Dans quelques jours, il ne fera pas bon fumer dans les lieux publics. Ni même dans les toilettes. Ce matin, Xavier Bertrand devrait révéler son plan de lutte contre le tabac avec, comme d’habitude en ce genre de circonstances, une première étape consacrée à la prévention avant l’heure de la grande répression, procès-verbaux à la clé. Près de 180.000 fonctionnaires seront ainsi mobilisés dès le 1er février par le ministre de la Santé qui veut mettre désormais les derniers inconditionnels « à la rue ». sans le moindre abri pour cacher leur « clope » ou leur « cibiche ».

La moindre fumée sera traquée sans pitié, dit-on, dans les administrations et les entreprises.

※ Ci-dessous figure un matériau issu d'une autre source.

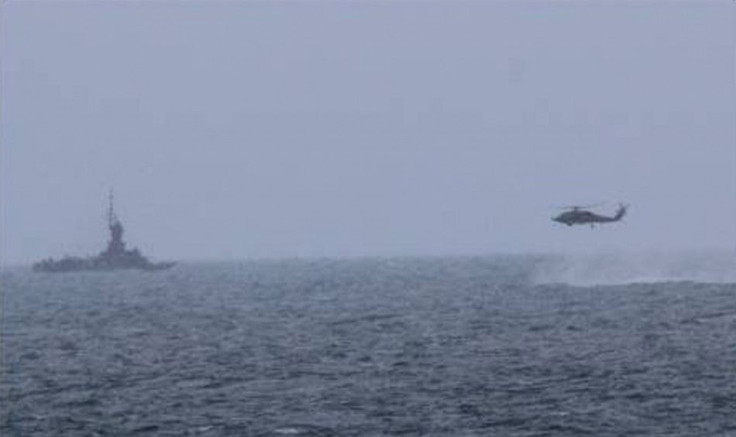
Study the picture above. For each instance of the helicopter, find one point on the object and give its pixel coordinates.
(579, 215)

Et lorsque l’on verra gendarmes ou policiers, ingénieurs du génie sanitaire, inspecteurs de l’action sanitaire et sociale, médecins inspecteurs de santé publique ou contrôleurs du travail, le nez en l’air, humer subitement l’air du temps, il faudra en déduire qu’ils sont sur une piste, voire en service commandé.

La nouvelle loi ne dit pas si l’on pourra, anonymement, dénoncer son petit camarade, celui qui fume en cachette et fait tousser son atelier. Elle ne précise pas non plus si l’on pourra verbaliser chefs d’entreprise ou fonctionnaires rien qu’à la perception d’une odeur suspecte. Car, alors, le délit ne sera plus flagrant, même s’il ne fait aucun qu’il ait pu être « consommé ». Mais tout porte à croire en fait, du moins pour l’instant, qu’il faudra être pris la main dans le cendrier pour être sanctionné.

Bref, cette histoire de cigarette risque de faire couler beaucoup d’encre et de diviser les Français au travail. Avant sans doute qu’ils ne s’habituent et décident de ne plus s’écharper et fumer qu’en privé. En toute… liberté.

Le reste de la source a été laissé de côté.